Voir également: Hulda Clark, Phillip Day, thérapie de Gerson, Matthias Rath, Robert O. Youngthérapies de détoxification, guérison par la foi, radionique.

 

Notes du traducteur.

  1. Que l'on pourrait traduire par Fondation Repères pour la Santé et Repères nutritionnels.
  2. On a, dans la présente traduction, employé le néologisme de détoxification, calque de l'anglais, pour les méthodes pseudoscientifiques censées éliminer les « toxines » de l'organisme afin de réserver le terme de détoxication à « l'ensemble des biotransformations que subissent certains composés exogènes (médicaments par exemple) ou endogènes (hormones stéroïdes, bilirubine) en vue de leur élimination de l'organisme. »*
  3. La page donnée en référence est traduite en français sur ce site ; curieusement, les produits « chargés d'énergie scalaire » qui y sont vendus ne sont pas ceux de Jon Barron... bien que se rapportant à l'effet qui porte son nom.
  4. De part et d'autre de la membrane de toute cellule vivante, il existe un potentiel électrochimique résultant de la différence de concentration en composés ioniques des milieux intra et extra cellulaires.
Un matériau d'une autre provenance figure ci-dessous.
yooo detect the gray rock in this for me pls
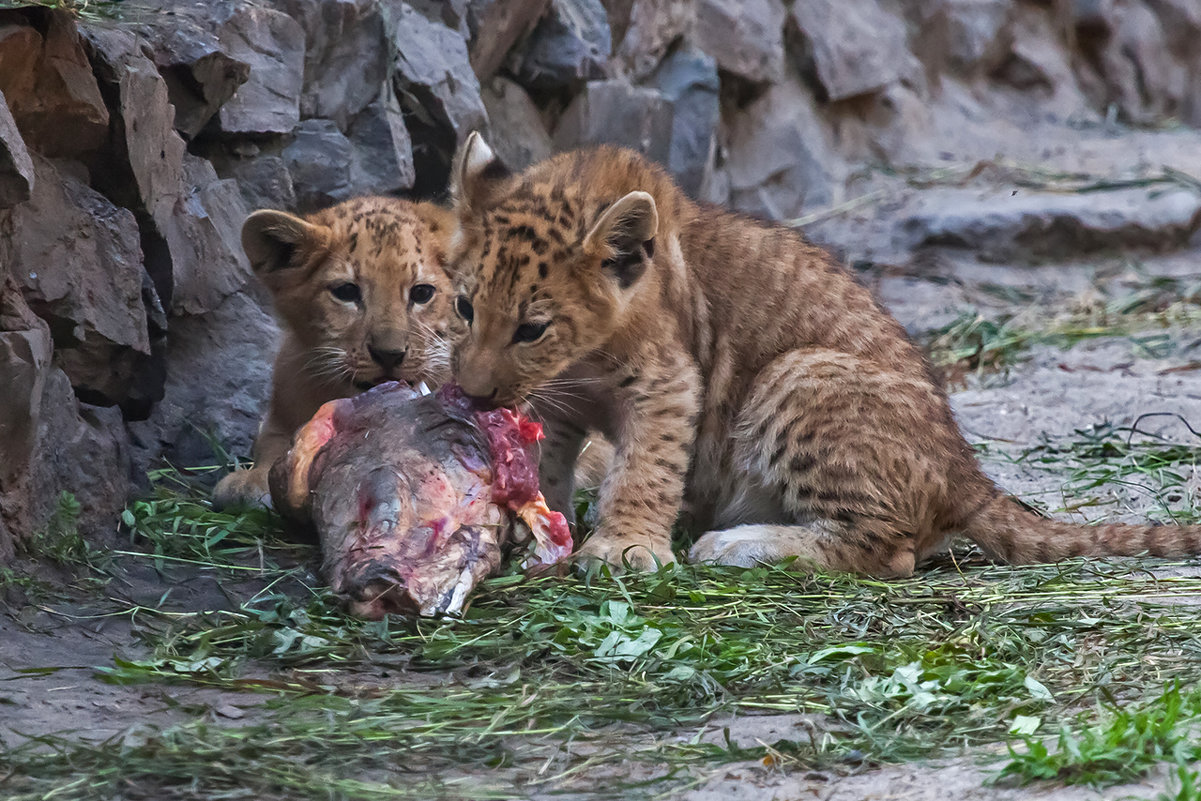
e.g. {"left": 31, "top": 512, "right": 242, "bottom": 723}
{"left": 393, "top": 2, "right": 489, "bottom": 140}
{"left": 480, "top": 76, "right": 554, "bottom": 169}
{"left": 0, "top": 88, "right": 33, "bottom": 208}
{"left": 654, "top": 45, "right": 719, "bottom": 198}
{"left": 724, "top": 78, "right": 838, "bottom": 219}
{"left": 85, "top": 27, "right": 252, "bottom": 316}
{"left": 610, "top": 0, "right": 694, "bottom": 81}
{"left": 2, "top": 156, "right": 151, "bottom": 408}
{"left": 694, "top": 0, "right": 784, "bottom": 85}
{"left": 789, "top": 0, "right": 911, "bottom": 100}
{"left": 467, "top": 0, "right": 551, "bottom": 80}
{"left": 281, "top": 0, "right": 389, "bottom": 129}
{"left": 347, "top": 93, "right": 416, "bottom": 197}
{"left": 409, "top": 0, "right": 471, "bottom": 37}
{"left": 216, "top": 6, "right": 305, "bottom": 134}
{"left": 228, "top": 154, "right": 297, "bottom": 211}
{"left": 942, "top": 0, "right": 1014, "bottom": 73}
{"left": 284, "top": 118, "right": 353, "bottom": 211}
{"left": 127, "top": 290, "right": 279, "bottom": 477}
{"left": 553, "top": 80, "right": 672, "bottom": 165}
{"left": 0, "top": 274, "right": 52, "bottom": 491}
{"left": 516, "top": 0, "right": 612, "bottom": 91}
{"left": 0, "top": 13, "right": 110, "bottom": 157}
{"left": 898, "top": 186, "right": 1201, "bottom": 262}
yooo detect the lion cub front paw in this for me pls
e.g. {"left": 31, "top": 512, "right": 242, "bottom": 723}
{"left": 573, "top": 533, "right": 676, "bottom": 573}
{"left": 212, "top": 467, "right": 273, "bottom": 511}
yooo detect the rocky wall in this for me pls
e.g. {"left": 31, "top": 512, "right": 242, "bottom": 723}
{"left": 2, "top": 0, "right": 1200, "bottom": 560}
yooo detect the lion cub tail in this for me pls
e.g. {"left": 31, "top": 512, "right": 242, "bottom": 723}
{"left": 964, "top": 493, "right": 1201, "bottom": 564}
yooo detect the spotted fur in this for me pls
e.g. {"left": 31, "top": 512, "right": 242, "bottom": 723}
{"left": 214, "top": 197, "right": 461, "bottom": 510}
{"left": 446, "top": 135, "right": 1201, "bottom": 573}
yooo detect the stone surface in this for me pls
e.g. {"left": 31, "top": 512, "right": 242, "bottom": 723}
{"left": 654, "top": 45, "right": 719, "bottom": 198}
{"left": 693, "top": 0, "right": 784, "bottom": 85}
{"left": 789, "top": 0, "right": 911, "bottom": 101}
{"left": 283, "top": 118, "right": 353, "bottom": 211}
{"left": 347, "top": 93, "right": 417, "bottom": 197}
{"left": 0, "top": 12, "right": 109, "bottom": 157}
{"left": 898, "top": 186, "right": 1201, "bottom": 262}
{"left": 467, "top": 0, "right": 551, "bottom": 80}
{"left": 609, "top": 0, "right": 693, "bottom": 81}
{"left": 941, "top": 0, "right": 1014, "bottom": 73}
{"left": 516, "top": 0, "right": 612, "bottom": 91}
{"left": 0, "top": 88, "right": 33, "bottom": 208}
{"left": 127, "top": 291, "right": 279, "bottom": 478}
{"left": 215, "top": 6, "right": 305, "bottom": 134}
{"left": 724, "top": 78, "right": 838, "bottom": 219}
{"left": 553, "top": 80, "right": 672, "bottom": 164}
{"left": 287, "top": 0, "right": 389, "bottom": 129}
{"left": 480, "top": 76, "right": 554, "bottom": 169}
{"left": 226, "top": 154, "right": 297, "bottom": 211}
{"left": 3, "top": 156, "right": 150, "bottom": 408}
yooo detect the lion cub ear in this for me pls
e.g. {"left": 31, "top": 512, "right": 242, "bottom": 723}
{"left": 583, "top": 191, "right": 658, "bottom": 289}
{"left": 450, "top": 131, "right": 512, "bottom": 216}
{"left": 241, "top": 210, "right": 326, "bottom": 276}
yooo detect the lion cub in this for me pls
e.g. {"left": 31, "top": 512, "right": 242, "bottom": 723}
{"left": 443, "top": 133, "right": 1201, "bottom": 574}
{"left": 214, "top": 197, "right": 459, "bottom": 510}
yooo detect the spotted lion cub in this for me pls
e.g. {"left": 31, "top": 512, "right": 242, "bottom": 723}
{"left": 445, "top": 133, "right": 1201, "bottom": 574}
{"left": 213, "top": 197, "right": 459, "bottom": 510}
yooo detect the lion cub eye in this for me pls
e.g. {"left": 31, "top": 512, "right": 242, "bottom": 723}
{"left": 512, "top": 321, "right": 549, "bottom": 343}
{"left": 455, "top": 296, "right": 474, "bottom": 324}
{"left": 410, "top": 284, "right": 435, "bottom": 304}
{"left": 330, "top": 282, "right": 361, "bottom": 304}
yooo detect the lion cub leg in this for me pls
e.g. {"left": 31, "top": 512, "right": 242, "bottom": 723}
{"left": 689, "top": 348, "right": 987, "bottom": 577}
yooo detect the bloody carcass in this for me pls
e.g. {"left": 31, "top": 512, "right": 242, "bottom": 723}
{"left": 268, "top": 382, "right": 572, "bottom": 618}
Sa valeur varie de -10 et -100 millivolts (par exemple, chez l'homme, -70 millivolts pour un neurone, -35 à -52 millivolts pour un lymphocyte, et -7 à -10 millivolts pour un globule rouge*).
  5. Titre complet de l'ouvrage : L'empereur de toutes les maladies : biographie du cancer, qui a valu un prix Pulitzer en 2011 à son auteur.*
  6. Terme médical désignant l'accumulation de matières fécales dans le côlon.*
  7. Jon Barron affirme : « Étant donné que l'étude n'a pas suivi le taux urinaire de mercure, il n'y a aucun moyen de savoir s'il a été éliminé de l'organisme ».
  8. Pour avoir publié les résultats de l'étude sans les remettre en question.
  9. Mais l'adénome de la prostate n'augmente pas le risque de cancer de la prostate.*

Dernière mise à jour le 23 août 2019.